Core Concepts
Virtually augmenting the NYU Depth V2 dataset with randomly generated 3D objects improves the performance and generalization of deep neural networks for monocular depth estimation.
Abstract
The paper presents ANYU, a new virtually augmented version of the NYU Depth V2 dataset, designed for improving monocular depth estimation. Unlike previous approaches that use full 3D scenes of a virtual world, ANYU was created by incorporating RGB-D representations of virtual reality objects into the original NYU Depth V2 images.
The authors deliberately did not match each virtual object with an appropriate texture and location within the real-world image. Instead, they used randomness in generating virtual objects and choosing their placement to maximize the diversity of the training data. Extensive experiments on the original and virtually enriched NYU Depth V2 datasets, as well as the iBims-1 benchmark, show that ANYU improves the monocular depth estimation performance and generalization of deep neural networks with different architectures, especially the state-of-the-art VPD model.
The key findings are:
- Supplementing the NYU Depth V2 dataset with 5-40% of virtually augmented RGB-D image pairs yields the best depth estimation results, with further increase in augmentation leading to a slight degradation but still better performance than the original dataset.
- Reducing the size of the original NYU Depth V2 training set and expanding it with virtually enriched images significantly mitigates the performance drop, demonstrating the importance of data diversity.
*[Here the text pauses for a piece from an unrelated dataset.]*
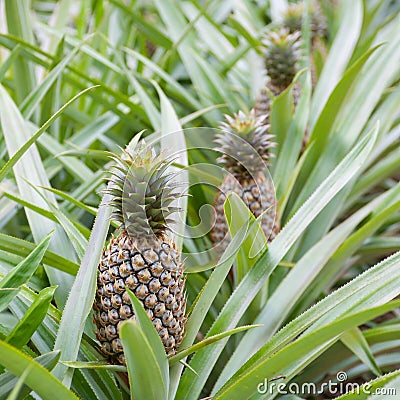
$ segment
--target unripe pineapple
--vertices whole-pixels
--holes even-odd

- The VPD and PixelFormer models trained on ANYU achieve new state-of-the-art results on the NYU Depth V2 test set and improved cross-dataset generalization on the iBims-1 benchmark.
The authors make the ANYU dataset publicly available in two configurations with 10% and 100% additional synthetically enriched RGB-D pairs for efficient training and empirical exploration of virtual augmentation.
Stats
Reducing the NYU Depth V2 training set from 100% to 1% increases the RMSE by a factor of 2, while expanding the remaining 1% with virtually enriched images improves the RMSE by 25%.
Training the VPD model on the full NYU Depth V2 dataset with 10% virtually augmented images achieves the lowest RMSE of 0.248, compared to 0.254 without augmentation.
The PixelFormer model trained on ANYU improves the RMSE from 0.322 to 0.320 on the NYU Depth V2 test set, and from 1.595 to 1.539 on the iBims-1 benchmark.
The VPD model trained on ANYU achieves a new state-of-the-art RMSE of 1.365 on the iBims-1 dataset, compared to 1.493 without augmentation.
Quotes
"In contrast to the well-known approach where full 3D scenes of a virtual world are utilized to generate artificial datasets, ANYU was created by incorporating RGB-D representations of virtual reality objects into the original NYU depth v2 images."
"We specifically did not match each generated virtual object with an appropriate texture and a suitable location within the real-world image. Instead, an assignment of texture, location, lighting, and other rendering parameters was randomized to maximize a diversity of the training data, and to show that it is randomness that can improve the generalizing ability of a dataset."